L'enfermement des parcs zoologiques s'incarne dans une photographie représentant un tigre blanc, autrefois adulé lors d'un spectacle dans un célèbre casino de Las Vegas qui, après avoir attaqué son partenaire humain, est condamné à perpétuité à l'isolement du zoo. On le voit léchant continuellement un gros ballon bleu comme pour ne pas devenir fou. A côté, une photographie extraite d'un film Super 8 représente un ours blanc. L'étrange coloris rosé dans lequel baigne la scène est l'une des conséquences de la maladie du vinaigre qui attaque la pellicule et cause des dommages irréversibles. La double lecture de l'image établit un parallèle troublant avec les répercussions de certaines actions humaines sur la nature. L'ours blanc disparaissant de la pellicule du film amateur malade répond au réchauffement climatique qui entraîne la fonte de la banquise arctique, habitat naturel de l'animal en voie d'extinction imminente précisément pour cette raison. Plus loin, une photographie représente Psyché, désormais double artistique de Lydie Jean-Dit-Pannel, porteuse de "sa malédiction, sa résistance à l’ordre établi, son courage, sa persévérance". Qui d'autre que cette guerrière dont le nom signifie "âme" et "papillon" en grec, pouvait mieux incarner celle qui depuis plus de quinze ans se fait tatouer sur le corps des dizaines de papillons monarques ? L'insecte menacé de disparition continue d'exister dans chaque centimètre carré de sa peau.
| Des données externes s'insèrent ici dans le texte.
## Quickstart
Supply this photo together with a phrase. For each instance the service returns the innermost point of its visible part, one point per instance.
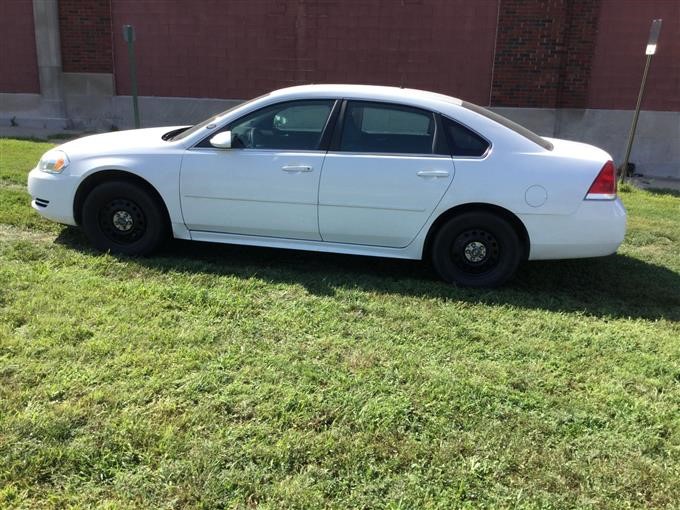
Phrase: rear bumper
(596, 229)
(52, 195)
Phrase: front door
(267, 183)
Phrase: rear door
(383, 176)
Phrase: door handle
(296, 168)
(432, 173)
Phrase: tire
(123, 218)
(476, 249)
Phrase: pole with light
(129, 37)
(654, 32)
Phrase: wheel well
(510, 217)
(97, 178)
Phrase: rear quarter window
(464, 142)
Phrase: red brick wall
(619, 58)
(241, 48)
(85, 31)
(544, 52)
(18, 64)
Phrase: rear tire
(476, 249)
(121, 217)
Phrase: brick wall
(18, 64)
(544, 52)
(86, 38)
(242, 48)
(619, 56)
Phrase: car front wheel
(121, 217)
(476, 249)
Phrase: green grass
(216, 377)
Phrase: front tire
(121, 217)
(476, 249)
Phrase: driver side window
(294, 125)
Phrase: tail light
(604, 185)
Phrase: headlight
(53, 162)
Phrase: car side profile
(353, 169)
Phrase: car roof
(377, 92)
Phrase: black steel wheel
(122, 217)
(476, 249)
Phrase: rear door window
(387, 128)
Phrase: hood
(118, 142)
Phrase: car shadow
(617, 286)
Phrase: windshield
(520, 130)
(193, 129)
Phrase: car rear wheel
(476, 249)
(121, 217)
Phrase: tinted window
(462, 141)
(294, 125)
(376, 127)
(520, 130)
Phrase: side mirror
(221, 140)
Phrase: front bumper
(52, 195)
(596, 229)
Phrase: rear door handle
(432, 173)
(296, 168)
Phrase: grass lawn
(219, 376)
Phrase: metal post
(129, 37)
(651, 49)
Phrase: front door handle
(432, 173)
(296, 168)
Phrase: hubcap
(475, 251)
(122, 220)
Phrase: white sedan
(361, 170)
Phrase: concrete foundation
(90, 105)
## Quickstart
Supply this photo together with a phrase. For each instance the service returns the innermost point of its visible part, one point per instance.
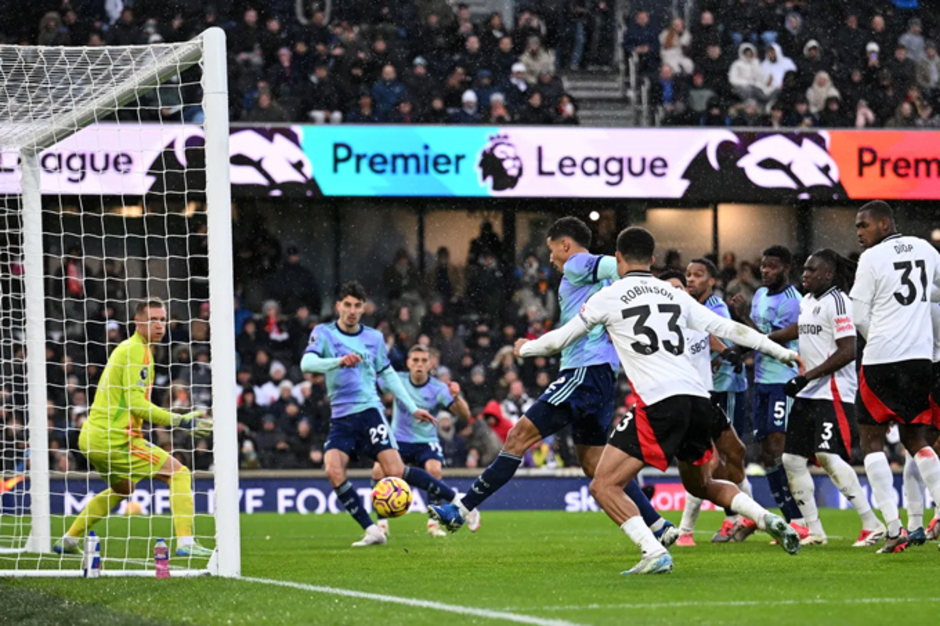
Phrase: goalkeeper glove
(795, 385)
(194, 421)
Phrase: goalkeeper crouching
(112, 442)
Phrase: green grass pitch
(554, 567)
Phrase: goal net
(114, 191)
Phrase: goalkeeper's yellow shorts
(134, 460)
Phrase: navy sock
(492, 479)
(347, 495)
(777, 478)
(422, 480)
(650, 515)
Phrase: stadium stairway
(600, 102)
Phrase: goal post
(114, 189)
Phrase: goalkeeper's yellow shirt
(122, 400)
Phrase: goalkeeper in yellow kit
(112, 442)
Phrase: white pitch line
(728, 603)
(423, 604)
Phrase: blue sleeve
(788, 313)
(318, 344)
(582, 268)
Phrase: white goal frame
(211, 51)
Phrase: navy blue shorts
(582, 397)
(771, 410)
(360, 434)
(418, 454)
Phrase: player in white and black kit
(891, 303)
(822, 420)
(646, 319)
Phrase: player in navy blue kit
(418, 442)
(583, 394)
(775, 306)
(353, 358)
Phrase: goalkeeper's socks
(777, 479)
(347, 495)
(492, 479)
(181, 502)
(98, 507)
(422, 480)
(650, 515)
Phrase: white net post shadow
(114, 189)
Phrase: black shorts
(821, 426)
(720, 422)
(895, 392)
(679, 426)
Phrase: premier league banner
(315, 495)
(697, 165)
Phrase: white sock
(846, 480)
(642, 536)
(693, 506)
(746, 506)
(803, 490)
(929, 466)
(882, 489)
(913, 494)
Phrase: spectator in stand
(675, 46)
(833, 116)
(365, 114)
(468, 113)
(320, 97)
(819, 93)
(387, 92)
(928, 70)
(536, 59)
(641, 39)
(775, 66)
(913, 41)
(746, 77)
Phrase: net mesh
(122, 176)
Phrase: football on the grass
(391, 497)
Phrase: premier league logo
(500, 162)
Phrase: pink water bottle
(161, 559)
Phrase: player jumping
(822, 420)
(646, 319)
(583, 395)
(112, 442)
(353, 358)
(891, 299)
(418, 442)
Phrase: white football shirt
(894, 279)
(647, 320)
(823, 320)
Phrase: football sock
(746, 506)
(98, 507)
(929, 466)
(422, 480)
(693, 507)
(649, 514)
(347, 495)
(803, 490)
(492, 479)
(637, 530)
(846, 480)
(181, 502)
(882, 489)
(777, 478)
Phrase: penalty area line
(728, 603)
(423, 604)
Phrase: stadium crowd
(769, 63)
(389, 62)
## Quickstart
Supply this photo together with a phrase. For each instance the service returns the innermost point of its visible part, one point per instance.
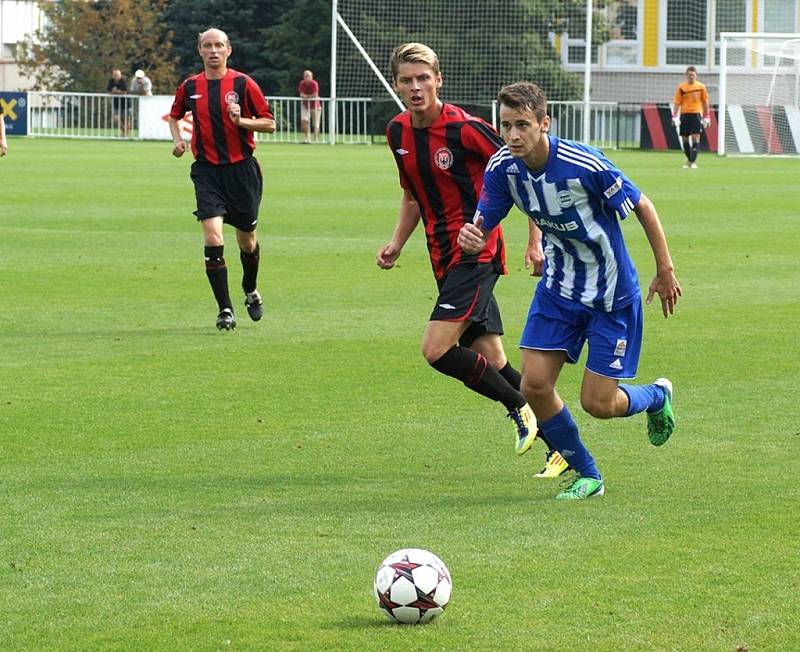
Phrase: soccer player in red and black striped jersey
(227, 106)
(441, 152)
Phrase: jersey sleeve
(615, 191)
(481, 138)
(256, 102)
(495, 200)
(178, 109)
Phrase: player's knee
(598, 407)
(534, 389)
(433, 352)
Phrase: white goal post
(759, 94)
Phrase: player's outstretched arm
(534, 256)
(665, 283)
(407, 219)
(178, 144)
(472, 236)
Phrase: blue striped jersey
(577, 200)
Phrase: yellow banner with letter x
(14, 111)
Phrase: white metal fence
(130, 117)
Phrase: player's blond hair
(524, 95)
(213, 29)
(413, 53)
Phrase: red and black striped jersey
(215, 138)
(442, 167)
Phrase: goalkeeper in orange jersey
(691, 113)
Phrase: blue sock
(643, 397)
(562, 433)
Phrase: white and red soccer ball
(412, 586)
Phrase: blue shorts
(615, 338)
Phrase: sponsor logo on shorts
(613, 189)
(443, 158)
(565, 198)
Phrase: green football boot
(582, 488)
(661, 424)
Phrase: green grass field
(164, 486)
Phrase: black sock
(217, 274)
(475, 372)
(514, 379)
(511, 375)
(249, 268)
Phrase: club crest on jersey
(565, 199)
(443, 158)
(613, 189)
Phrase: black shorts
(690, 124)
(231, 191)
(467, 293)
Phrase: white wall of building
(18, 18)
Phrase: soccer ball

Dans la salle adjacente, des tableaux figurant des incendies, des sièges de villes, annoncent la guerre. L'homme se violente lui-même. Au centre, "Celles qui restent", installation de Fanny Durand, est composée de grands sacs à dos militaires brodés au point de croix. La jeune artiste dont le travail s'articule autour des thématiques de la guerre et de l'armée interroge depuis deux ans la place des femmes au combat, menant ses recherches à la manière d'une archiviste. Comme pour l'œuvre en cours "Amazones" qui réunit aujourd'hui deux cent plaques d'identités militaires, les noms féminins brodés sur les sacs militaires rappellent que la lutte, y compris physique, est aussi une affaire de femmes, corrigeant ainsi les oublis, souvent volontaires, d'une histoire dominée par les hommes. 

La fin du monde et après

Coline Jourdan, série "L'agent blanc", tirage jet d'encre sur baryté, 35 x 100 cm, 2015 © Coline Jourdan

Le chaos et la catastrophe s'illustrent dans deux toiles abîmées, volontairement présentées non restaurées, décrivant l'éruption du Vésuve. Deux photographies extraites de la série "L'agent blanc" que Coline Jourdan a développé au Round-Up témoignent de l'extrême dangerosité du célèbre pesticide qui attaque la pellicule jusqu'à la faire disparaitre pour mieux rendre compte de l'entreprise de destruction proposée par les produits de la firme Monsanto. A côté, "Psyché dans la nature" montre l'aventurière couchée sur le ventre, la tête enfouie dans les détritus qui composent sur trente-trois hectares la décharge sauvage de la Plaine dans les Yvelines. Elle annonce les ruines à venir de la salle suivante dominée par la photo d'une tombe, celle de Fleur reposant au cimetière des chiens d'Asnières qui surplombe la collection personnelle de nids d'oiseaux de Lydie Jean-Dit-Pannel. Les oiseaux construisant leur territoire à l'aide d'éléments trouvés alentours, certains nids arborent désormais des matières plastiques. Présentés dans des boites métalliques ayant contenu des bonbons ou des gâteaux, ils prennent des allures de trésors. Un peu à l'écart, l'affiche officielle de la campagne de Donald Trump lors de la présidentielle américaine, est recouverte d'un million de mouches mortes. L'oeuvre répond au titre explicite de "Plaie".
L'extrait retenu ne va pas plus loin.